The NYT’s Roger Cohen stirs himself to call President Obama’s approach to Europe, Russia — the world, really — “anemic.” And he’s right as far as it goes. At the moment I’m writing this, U.S. intelligence sees thousands of Russian troops with armor massing on that country’s border with Ukraine, which Russia has already invaded. Yet Obama, as Cohen notes, is offering “a jejune collection of nostrums about binding values of free-market Western societies and their appeal to the hearts (and pocketbooks) of people throughout the world, not least Ukrainians.”
What Obama is saying includes grains of truth, but he lacks the punch of those 80,000-odd Russian troops in battle gear ready to roll. They’ll roll forward, while America’s military and NATO’s militaries roll into retirement.
But for all Cohen’s effort to criticize Obama, let’s hack our way through this thicket in the middle of his column.
The fact is the Western democracies he was exalting have been failing to deliver, and autocrats of the world, bare-chested Putin included, benefit indirectly from the resulting disenchantment.
True enough. Why?
It is not just the soaring unemployment in Europe (likely to prompt a surge by rightist anti-immigrant parties in European Parliament elections this year). It is not just the crisis (contained for now) of the euro and the unresolved issue of how the European integration needed to back the currency is to be achieved. It is not just the widespread disillusionment with a navel-gazing European Union seen as over-bureaucratic and under-democratic. It is not just the growing income disparities in both Europe and the United States, and the spreading middle-class dystopia, and the sense in democracies on both sides of the Atlantic that money has skewed fairness and electoral processes themselves. It is not just the sense that something has gone seriously wrong with a polarized American democracy where scorched-earth Republicans devote their politics to obstruction, and the government can grind to a halt as it did last year, and a C.E.O. can earn $80 million for a few weeks of work while incomes for most Americans are stagnant. It is not just the National Security Agency eavesdropping and data-vacuuming revelations. It’s not just the loss of a sense of possibility for many young people.
It is all of this. Unless Western societies find a way to shake their moroseness, level the playing field and rediscover, as Obama put it, the “simple truth that all men, and women, are created equal,” they are going to have a very hard time winning “the contest of ideas.”
How many leftwing, pro-Obama tropes can Cohen pack in there? Why does Europe have high unemployment? Is it because government is too big and taxes too much? Why is calling for secure borders in an age of transnational terrorism “anti-immigrant”? Why is Europe caught up in “navel-gazing”? Cohen works Obama’s “income inequality” hobbyhorse in, he attacks “scorched-earth Republicans” but not Obama’s anti-democratic Democrats, and he never mentions the IRS abuse or Fast and Furious. Benghazi is less than an afterthought. Those last three are not mere partisan issues. They speak to the true intentions of Barack Obama, the world’s most famous champion of big government.

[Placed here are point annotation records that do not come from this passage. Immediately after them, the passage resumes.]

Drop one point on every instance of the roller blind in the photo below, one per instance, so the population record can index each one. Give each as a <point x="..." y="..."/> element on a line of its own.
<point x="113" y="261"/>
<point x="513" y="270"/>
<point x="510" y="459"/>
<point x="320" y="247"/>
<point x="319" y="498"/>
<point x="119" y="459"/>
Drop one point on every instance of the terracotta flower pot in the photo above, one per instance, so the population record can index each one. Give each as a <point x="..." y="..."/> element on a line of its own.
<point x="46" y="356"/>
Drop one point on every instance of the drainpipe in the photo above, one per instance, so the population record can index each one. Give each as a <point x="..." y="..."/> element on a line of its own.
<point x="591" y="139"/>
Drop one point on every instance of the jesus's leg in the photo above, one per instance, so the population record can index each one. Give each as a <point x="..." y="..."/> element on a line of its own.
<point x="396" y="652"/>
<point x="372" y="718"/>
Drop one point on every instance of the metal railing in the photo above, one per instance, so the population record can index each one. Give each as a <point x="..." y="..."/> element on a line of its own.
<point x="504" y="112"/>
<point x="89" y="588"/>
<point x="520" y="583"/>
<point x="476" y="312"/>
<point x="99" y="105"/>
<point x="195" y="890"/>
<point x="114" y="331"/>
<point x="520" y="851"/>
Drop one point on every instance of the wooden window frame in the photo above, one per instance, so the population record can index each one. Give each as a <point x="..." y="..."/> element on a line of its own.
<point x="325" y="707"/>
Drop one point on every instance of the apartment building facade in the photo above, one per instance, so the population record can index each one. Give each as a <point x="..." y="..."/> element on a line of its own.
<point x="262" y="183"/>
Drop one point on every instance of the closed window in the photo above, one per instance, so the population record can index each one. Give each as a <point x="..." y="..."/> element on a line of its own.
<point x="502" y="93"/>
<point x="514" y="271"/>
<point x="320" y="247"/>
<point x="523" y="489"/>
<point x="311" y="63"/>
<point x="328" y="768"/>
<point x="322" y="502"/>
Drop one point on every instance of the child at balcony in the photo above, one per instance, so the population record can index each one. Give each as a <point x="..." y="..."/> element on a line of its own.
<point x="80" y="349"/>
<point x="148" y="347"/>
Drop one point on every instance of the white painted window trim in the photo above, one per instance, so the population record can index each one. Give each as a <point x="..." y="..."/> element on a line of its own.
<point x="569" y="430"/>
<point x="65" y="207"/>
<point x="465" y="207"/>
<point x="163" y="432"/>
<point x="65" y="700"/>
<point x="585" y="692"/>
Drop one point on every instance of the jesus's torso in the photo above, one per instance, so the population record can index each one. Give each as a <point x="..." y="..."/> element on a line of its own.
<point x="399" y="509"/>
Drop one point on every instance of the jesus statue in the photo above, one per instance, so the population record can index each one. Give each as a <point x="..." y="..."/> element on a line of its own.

They also speak to why Barack Obama is incapable of building a serious, worthwhile and unified response to Putin. Obama uses our government as a weapon of naked politics against large swaths of the people, calling into question whether ours is still a government of the people, by the people and for the people. He is such an ideologue that he couldn’t even unify America if he wanted to, and there is zero evidence that he even wants to.
Cohne’s column is not real, coherent criticism. It’s slavishly pining for Obama to be even more of a partisan leftwing ideologue than he has already proven himself to be on domestic issues, while at the same time, somehow hoping that Obama can turn into a genuine opponent for KGB-man Putin. Cohen misses the fact that Putin ruthlessly pursues what he sees are in his and Russia’s interests. Obama pursues his own and the Democrat Party’s interests; if they happen to coincide with America’s interests, he’s likely to re-think and re-work them so that America’s role is muted.
Cohen’s closing gives away which side he remains on.
“Now is not the time for bluster,” Obama intoned. “The situation in Ukraine, like crises in many parts of the world, does not have easy answers nor a military solution.”
This is true. But nor is it a time for clichés about the wonders of democracy, freedom, open-market economies, the rule of law and other underpinnings of the West. Not when democracy seems blocked, freedom sometimes selective, open markets cruel and the law harshest on those who have least.
“…cliches…about freedom…the rule of law…” Cohen is asking this of a man who has lied over and over again, who rewrites laws on the fly because he can get away with it and it helps his party, and who fundamentally does not believe in freedom if it is used in ways in which he does not approve.
Shorter Cohen: “Barack, can’t you just make everything in the world all fair like you promised? Please? I’m gonna cry if you don’t.”